尤二姐感受到沈蘊話語中的關切,以及那始終落在自己身上帶著溫度的目光,心跳得更厲害了,連耳朵根都染上了緋色。
她急忙回應,聲音依舊細弱,卻帶著十足的感激:
“回侯爺的話,一切都好,府上照料得極為周到,家母與奴感激不盡,多謝侯爺仁善,不僅助我妹妹脫難,還收留我們母女,此恩此德,我們一家沒齒難忘!”
說話間,她悄悄抬眼,想再次確認這位年輕侯爺的神色,卻不期然再次撞入他那雙深邃的眼眸中,嚇得她趕緊又低下頭去,心如擂鼓。
被沈蘊那毫不遮掩的熾熱目光注視得心慌意亂,仿若懷揣了一只活蹦亂跳的兔子,心緒難寧。
她小心翼翼地抬眼望向沈蘊,見他豐神俊朗,氣度卓然,仿若自帶威壓,心頭那股異樣的悸動愈發難以平息。
沈蘊依舊以那熾熱的眼神凝視著她,輕輕擺了擺手,說道:
“二姐姐言重了,不過是舉手之勞罷了,府上空屋眾多,添兩雙筷子而已,實在不必放在心上。”
說著,好似想起什么,又十分自然地詢問道:
“說起來,還未問起令堂尤大娘一切可還安好,在府上住得可還舒心?”
尤二姐內心突突直跳,只覺他每問一句,那目光便更灼熱一分,直燒得她臉頰滾燙,似要燃燒起來。
低著頭,不敢與沈蘊對視,小聲回應:
“多謝侯爺關心,家母一切安好,勞侯爺掛念。”
沈蘊盯著她暈紅的俏臉,繼續說道:
“既然如此,那為何不與二姐姐你一同前來?正好我也該拜見一番長輩才是。”
尤二姐聽他對自己母親頗為敬重,心中不免一喜,隨即心跳愈發急促,輕咬了一下豐潤的紅唇,似在斟酌言辭,片刻后才細聲回應:
“侯爺抬愛了,家母不過是后宅一老婦人,見識淺薄,不知禮數,未得侯爺召見,實在不敢貿然前來,恐唐突了侯爺。”
沈蘊卻大方地一擺手,笑容爽朗,帶著不容置疑的語氣:
“誒,既然是自家親戚,何必講究這些虛禮?什么唐突不唐突的,太過見外了,平兒……”
說著,轉頭看向侍立一旁的平兒,吩咐道:
“快去東跨院,將尤大娘請來一見,就說我請她過來說說話。
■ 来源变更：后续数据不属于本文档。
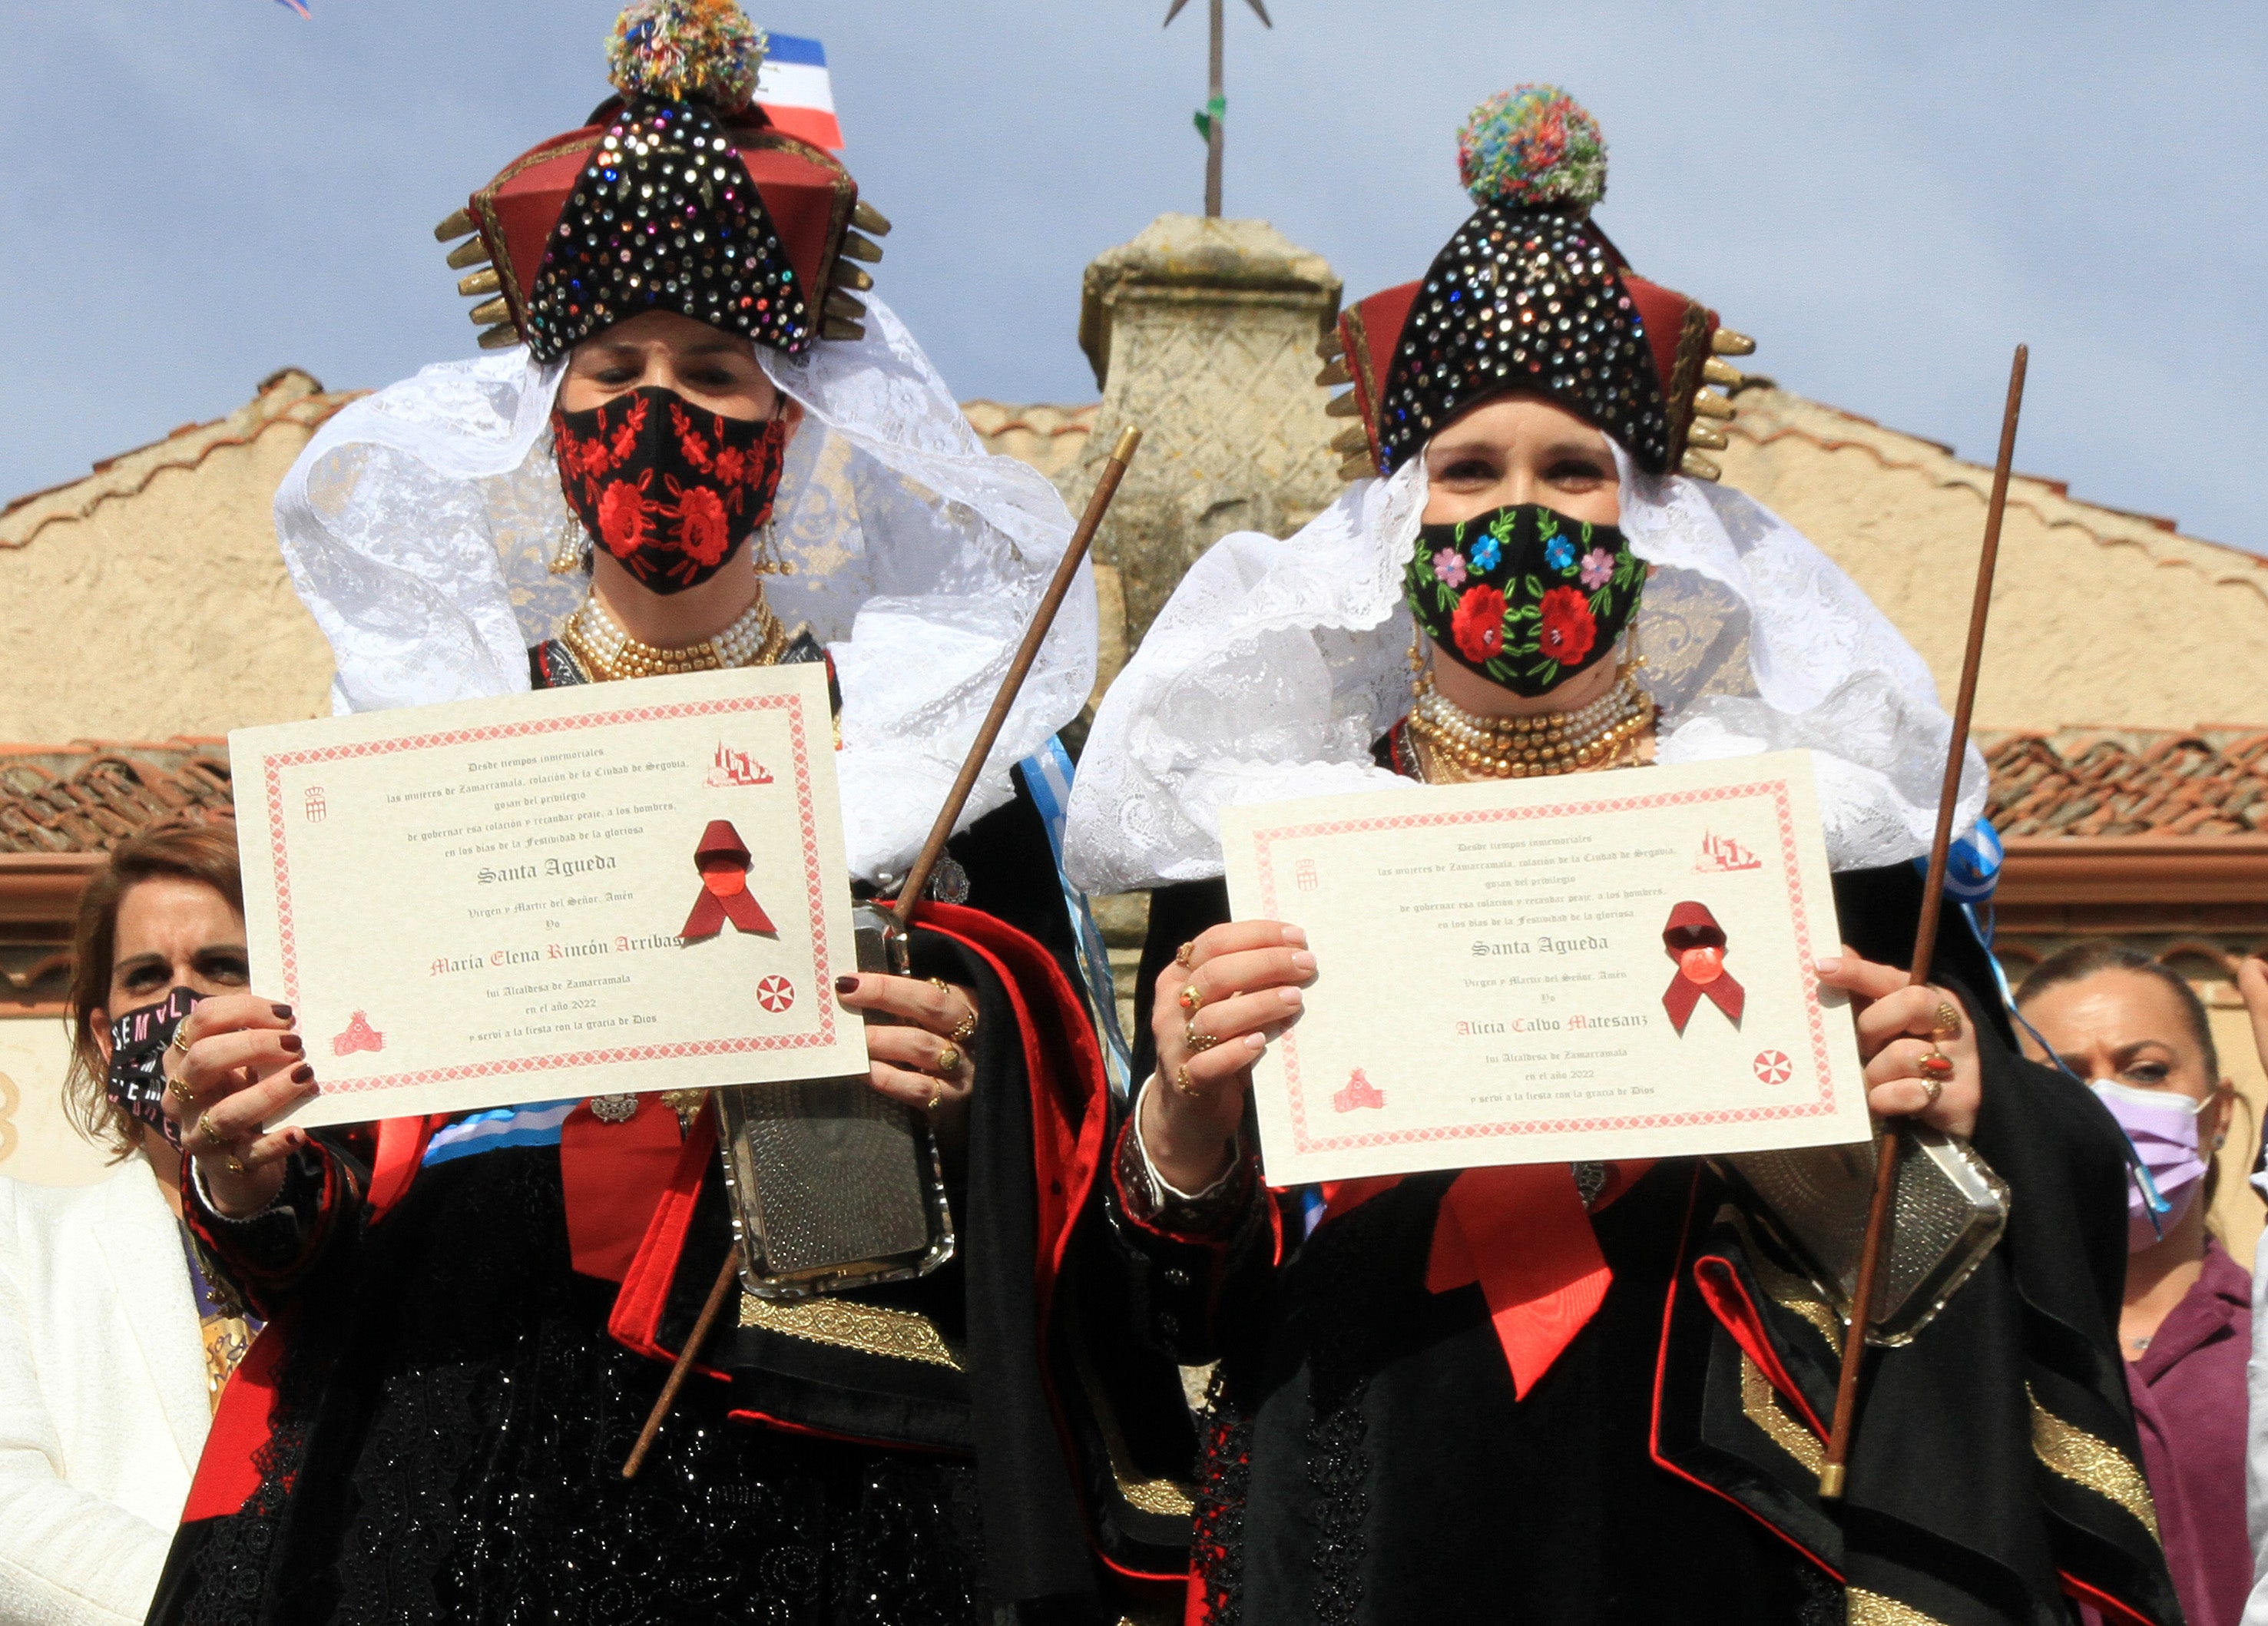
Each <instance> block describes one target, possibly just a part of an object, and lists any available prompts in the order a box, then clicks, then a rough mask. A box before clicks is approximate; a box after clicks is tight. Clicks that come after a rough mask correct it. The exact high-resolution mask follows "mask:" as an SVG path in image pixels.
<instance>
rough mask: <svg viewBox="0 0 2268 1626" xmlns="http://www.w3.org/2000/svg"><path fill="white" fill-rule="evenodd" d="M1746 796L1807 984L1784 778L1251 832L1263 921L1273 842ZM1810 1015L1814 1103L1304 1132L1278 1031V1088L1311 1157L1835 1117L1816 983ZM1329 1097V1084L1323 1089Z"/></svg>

”
平兒臉上帶著得體的微笑,當即應承一聲:“是,爺,妾這就去請。”
說罷,便轉身款款而去。
等待的期間,屋內僅剩下沈蘊與尤二姐兩人。
沈蘊的目光也更毫無顧慮地落在尤二姐身上,朝她噓寒問暖,從日常飲食問到起居習慣,關懷可謂無微不至。
尤二姐只覺他那目光如有實質,燙得她坐立難安,心跳如鼓,滿面紅霞久久不散,根本不敢抬頭與他對視,只垂著眼眸。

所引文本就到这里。